A new study warns malaria can increase the risk of heart failure by 30 per cent. According to the World Health Organisation (WH), mosquito-borne disease affects close to 219 million people across the globe annually.
"We have seen an increase in the incidence of malaria cases and what is intriguing is that we have seen the same increase in cardiovascular disease in the same regions," study author Philip Brainin, a postdoctoral research fellow at the Herlev-Gentofte University Hospital in Denmark, told a news portal. Adding, "Even though we have taken preventive measures to decrease the malaria numbers, it remains a major burden."

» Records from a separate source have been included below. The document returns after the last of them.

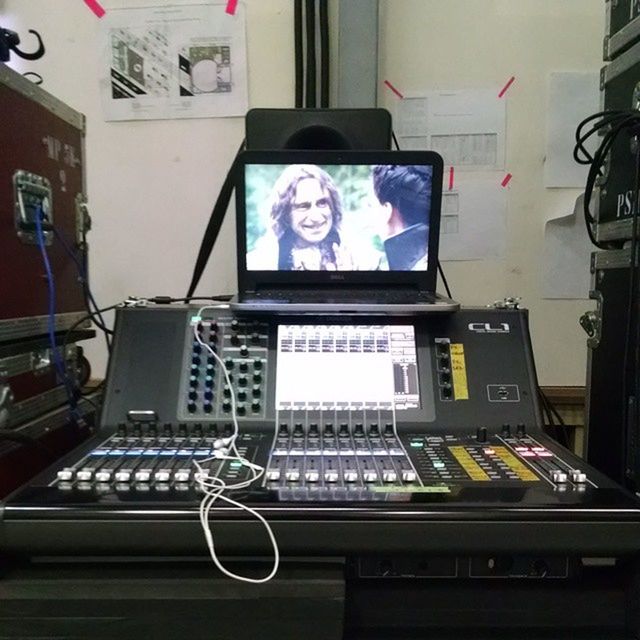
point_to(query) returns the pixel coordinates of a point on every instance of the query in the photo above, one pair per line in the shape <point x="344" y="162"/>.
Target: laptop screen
<point x="355" y="213"/>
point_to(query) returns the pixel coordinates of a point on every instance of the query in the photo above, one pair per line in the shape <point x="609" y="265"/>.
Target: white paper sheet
<point x="572" y="97"/>
<point x="467" y="127"/>
<point x="181" y="61"/>
<point x="567" y="254"/>
<point x="473" y="220"/>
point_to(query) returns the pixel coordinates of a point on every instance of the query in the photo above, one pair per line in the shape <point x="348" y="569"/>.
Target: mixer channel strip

For the study, the team examined data from the Danish nationwide registries between 1994 and 2017 to spot those who have a history with malaria. They identified the diseases in close to34 and 58 per cent of the male subjects.
Through their research, the team discovered 4,000 malaria cases. They also found 40 per cent had plasmodium falciparum, which is a parasite transmitted through mosquito bites that is a major cause for some of the serious malaria cases in humans.

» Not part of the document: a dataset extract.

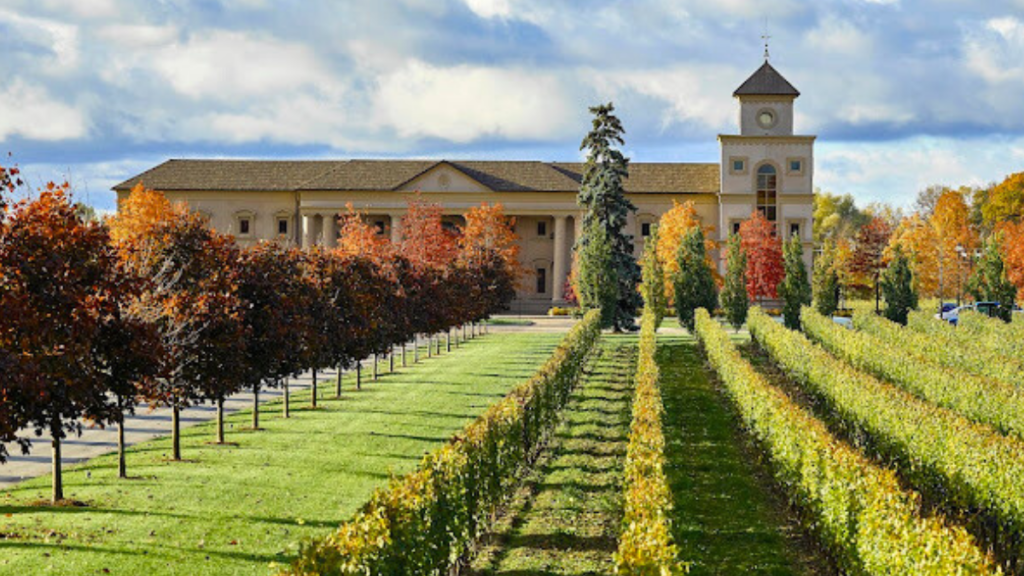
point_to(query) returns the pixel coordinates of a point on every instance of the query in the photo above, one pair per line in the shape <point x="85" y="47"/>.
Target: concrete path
<point x="140" y="427"/>
<point x="146" y="425"/>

Follow-up results showed 60 of those cases also suffered from heart failure. Researchers say these numbers are relatively higher compared to the general population. "These patients had a 30 per cent increased likelihood of developing heart failure over the follow-up time," Brainin told a news portal.

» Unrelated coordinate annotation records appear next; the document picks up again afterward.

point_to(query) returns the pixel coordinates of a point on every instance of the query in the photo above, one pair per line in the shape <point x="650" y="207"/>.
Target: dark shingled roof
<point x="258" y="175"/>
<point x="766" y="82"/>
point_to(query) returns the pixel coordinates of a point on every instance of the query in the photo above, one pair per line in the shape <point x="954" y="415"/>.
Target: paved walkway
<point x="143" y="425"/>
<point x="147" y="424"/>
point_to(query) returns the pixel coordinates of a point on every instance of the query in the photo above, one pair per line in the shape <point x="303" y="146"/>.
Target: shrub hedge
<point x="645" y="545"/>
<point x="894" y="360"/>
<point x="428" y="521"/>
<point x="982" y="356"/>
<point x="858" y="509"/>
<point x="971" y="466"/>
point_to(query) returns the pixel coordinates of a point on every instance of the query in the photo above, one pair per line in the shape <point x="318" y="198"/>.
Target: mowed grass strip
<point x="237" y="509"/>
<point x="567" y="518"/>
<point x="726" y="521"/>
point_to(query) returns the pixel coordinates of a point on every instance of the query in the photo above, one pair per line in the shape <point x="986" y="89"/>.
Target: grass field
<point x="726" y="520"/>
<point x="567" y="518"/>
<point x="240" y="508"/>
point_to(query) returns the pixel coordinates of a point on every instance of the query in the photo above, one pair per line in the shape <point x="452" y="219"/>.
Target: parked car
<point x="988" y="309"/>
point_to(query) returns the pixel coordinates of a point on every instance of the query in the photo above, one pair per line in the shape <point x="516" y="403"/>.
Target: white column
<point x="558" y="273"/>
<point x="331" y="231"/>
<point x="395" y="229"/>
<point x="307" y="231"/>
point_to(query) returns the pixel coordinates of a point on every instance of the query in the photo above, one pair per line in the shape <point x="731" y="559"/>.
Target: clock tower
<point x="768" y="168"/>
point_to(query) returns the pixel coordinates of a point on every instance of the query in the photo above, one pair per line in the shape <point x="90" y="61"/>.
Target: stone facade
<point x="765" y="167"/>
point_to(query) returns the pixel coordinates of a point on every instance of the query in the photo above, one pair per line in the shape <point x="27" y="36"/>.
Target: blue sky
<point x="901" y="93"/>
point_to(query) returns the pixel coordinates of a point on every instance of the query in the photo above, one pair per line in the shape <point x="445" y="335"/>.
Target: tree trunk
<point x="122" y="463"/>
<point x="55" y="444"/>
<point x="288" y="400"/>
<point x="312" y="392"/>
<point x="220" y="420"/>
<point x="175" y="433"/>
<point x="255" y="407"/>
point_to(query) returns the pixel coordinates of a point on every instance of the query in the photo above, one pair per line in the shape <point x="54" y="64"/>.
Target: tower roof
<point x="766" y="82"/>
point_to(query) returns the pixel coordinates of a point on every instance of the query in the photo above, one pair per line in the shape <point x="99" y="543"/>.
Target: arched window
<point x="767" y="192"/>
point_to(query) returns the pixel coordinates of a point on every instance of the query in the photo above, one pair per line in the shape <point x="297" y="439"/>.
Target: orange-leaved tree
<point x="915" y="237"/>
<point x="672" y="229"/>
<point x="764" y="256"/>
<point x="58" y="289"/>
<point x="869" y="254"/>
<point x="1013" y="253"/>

While more research is needed to back up these findings, some other studies also suggest malaria can have an impact on functional and structural changes in the myocardium -the muscle tissue of the heart. Previous studies also indicate malaria can have an impact on the blood pressure regulatory system, which causes hypertension and can result in heart failure. Malaria can also have an impact on vascular pathways that can increase inflammation in the heart, which can lead to heart failure.
When combined, high blood pressure, diabetes, obesity, and coronary artery disease can lead to heart failure, according to the European Society of Cardiology (ESC). The study's findings were presented at the ESC Congress 2019 with the World Congress of Cardiology in Paris.
Meanwhile, previous research has also found heart failure can lead to depression. “Human patients with heart failure often have neurological conditions such as cognitive impairment and depression,” Martino, working in the field of circadian medicine, told a news portal.